August 5, 2021
PENHOLD — Canada’s flawed catch-and-release justice system had fatal consequences Monday in this central Alberta town 16 kilometres south of Red Deer that has left a family of four “permanently traumatized” and left a repeat home invader dead.
The unidentified man who was shot and killed inside a rural home on C & E Trail had broken into the home two times previously just days earlier, traumatizing the family who lived in the rental home on a large acreage in this normally bucolic community of 3,200 people.
“If he had been arrested and held instead of released twice, he would be alive and I wouldn’t look like this,” said the resident, whose shattered right arm was in a cast and who had numerous visible scabs on his head and ears after he was bludgeoned repeatedly with a wooden baseball bat by the intruder.
The victim and his wife, who spoke to Postmedia briefly at the home of his neighbour and friend, Teri Ryan, said: “I’m going to have to live with this for the rest of my life,” referring to taking another man’s life.
The man’s 13-year-old daughter and 17-year-old son along with his wife called for police as he was struck at least 10 times with a wooden bat by the intruder.
The attacker had been caught breaking into the home Friday, and was held by some renters of a workshop on the land until Blackfalds RCMP arrived and arrested him.
Then, at about 4:30 a.m. on Saturday, the same agitated and violent man, broke into the home while the family was asleep, and was subdued and held until the police arrived to arrest him again. The intruder had apparently either worked or lived on the property in the past, or knew the former residents of the home about five years ago. He suffered from mental health and addictions issues, according to an RCMP report obtained by Postmedia.
“The kids were so traumatized I decided we all needed to get away,” said the man, who asked to not be identified.
Before they left on a long-weekend getaway, the man dropped by Ryan’s home to tell her they were going away to try to “shake off the trauma” of the break-ins.
On Monday, at about 3 p.m. when the family returned home from their mini vacation, they were puzzled by the gate being broken.
“If we knew he was in the house I would never have gone in there,” says the man. “I went into the house to check things out and he was on our bed.”
Ryan says she never heard anything because she was vacuuming at around 3 p.m. on that tragic afternoon, but she says another neighbour, Phil, says he heard “horrific screaming coming from the home,” realizing later that it was his neighbour who was being battered by the man who was armed with a baseball bat and high on drugs.
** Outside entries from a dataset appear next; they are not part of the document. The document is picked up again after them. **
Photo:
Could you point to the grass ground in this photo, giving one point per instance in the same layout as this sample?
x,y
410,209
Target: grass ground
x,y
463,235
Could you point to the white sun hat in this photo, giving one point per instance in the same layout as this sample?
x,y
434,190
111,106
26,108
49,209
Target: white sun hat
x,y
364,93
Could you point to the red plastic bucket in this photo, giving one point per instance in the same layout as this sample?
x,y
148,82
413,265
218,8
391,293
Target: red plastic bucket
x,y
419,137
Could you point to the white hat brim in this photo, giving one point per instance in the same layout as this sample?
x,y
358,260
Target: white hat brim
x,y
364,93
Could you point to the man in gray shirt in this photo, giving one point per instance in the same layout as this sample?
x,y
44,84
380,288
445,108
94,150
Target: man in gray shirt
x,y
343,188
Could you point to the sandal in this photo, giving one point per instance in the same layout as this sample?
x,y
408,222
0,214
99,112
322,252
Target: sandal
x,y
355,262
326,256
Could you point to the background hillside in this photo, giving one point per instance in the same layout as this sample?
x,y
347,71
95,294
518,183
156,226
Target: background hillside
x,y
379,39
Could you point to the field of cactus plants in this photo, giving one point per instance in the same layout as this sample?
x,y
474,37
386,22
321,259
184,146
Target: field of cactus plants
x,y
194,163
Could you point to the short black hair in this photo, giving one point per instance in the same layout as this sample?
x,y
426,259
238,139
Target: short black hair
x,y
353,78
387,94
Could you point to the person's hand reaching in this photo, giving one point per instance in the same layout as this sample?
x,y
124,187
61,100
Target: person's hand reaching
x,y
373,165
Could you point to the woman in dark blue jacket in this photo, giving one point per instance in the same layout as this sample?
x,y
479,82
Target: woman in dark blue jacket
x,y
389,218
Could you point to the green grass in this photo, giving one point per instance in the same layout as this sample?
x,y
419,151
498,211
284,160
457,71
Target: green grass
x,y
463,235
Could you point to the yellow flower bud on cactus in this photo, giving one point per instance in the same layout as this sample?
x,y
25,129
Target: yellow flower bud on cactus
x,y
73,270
Ryan says that neighbour also heard a single gunshot.
The victimized man says he grabbed his shotgun to defend himself. “I couldn’t find the safety on my gun as I was being attacked but finally I found it.”
He pulled the trigger and struck the man in the torso. The intruder was declared dead at the scene by paramedics.
“I’ve got to live with this. This is never going away,” lamented the man with his petite wife by his side, wiping away tears.
“I wish I was armed with pepper spray because then we wouldn’t have to live with this, this nightmare that has happened to us.”
The man said the couple’s 13-year-old daughter made an audio recording of the attack that was provided to the RCMP.
“I have some good news — I was just told that I will not face charges for defending myself and my family,” said the man who was taken to hospital to be treated for his serious but non-life-threatening injuries. “If I had been raped, I wouldn’t have had to go through the perp walk,” he said of being arrested for manslaughter and treated like a criminal instead of like the victim he is, prior to being told that no charges would be laid following an investigation by RCMP at the scene.
Despite that, he says, “the RCMP have been incredible, incredibly professional. They did their due diligence.”
The family intends to avail themselves of victims’ services — including counselling — to cope with their ordeal.
He says he can’t imagine the added trauma he would have faced if, like Okotoks rancher Eddie Maurice in 2018, he was charged with a criminal offence simply for trying to defend himself and his family. Charges against Maurice were eventually dropped but only after a costly legal fight that people from across Alberta helped to fund.
According to an internal police report obtained by Postmedia, the victimized man was initially arrested by the RCMP after seven police cruisers attended the scene and he came to the door of his home bloodied, informing them that he had shot the intruder during a struggle and that the man had died.
Ryan says when she first saw all of the police arrive, she was concerned that one of the family members had been hurt or killed.
“I can’t help but wonder how different things would be if that man, who was obviously struggling with addiction issues, had been held — if not the first time he broke into their home then at least the second time,” said Ryan, who says RCMP told her that the deceased man was addicted to methamphetamine.
“How many times was our justice system going to just allow him to return to that home to traumatize that family?” asked Ryan, while sitting on her shaded deck overlooking the crime scene in the distance.
“It’s just by the grace of God that (my neighbour) isn’t the one in the morgue, leaving a wife and two kids behind. But it’s also a tragedy for that troubled man, who I am also praying for. He should have been held and helped, not just released,” Ryan said.
Canada’s revolving-door justice system leaves a lot of victims in its wake. Sometimes those victims are the perpetrators themselves. There’s no compassion for anyone in that.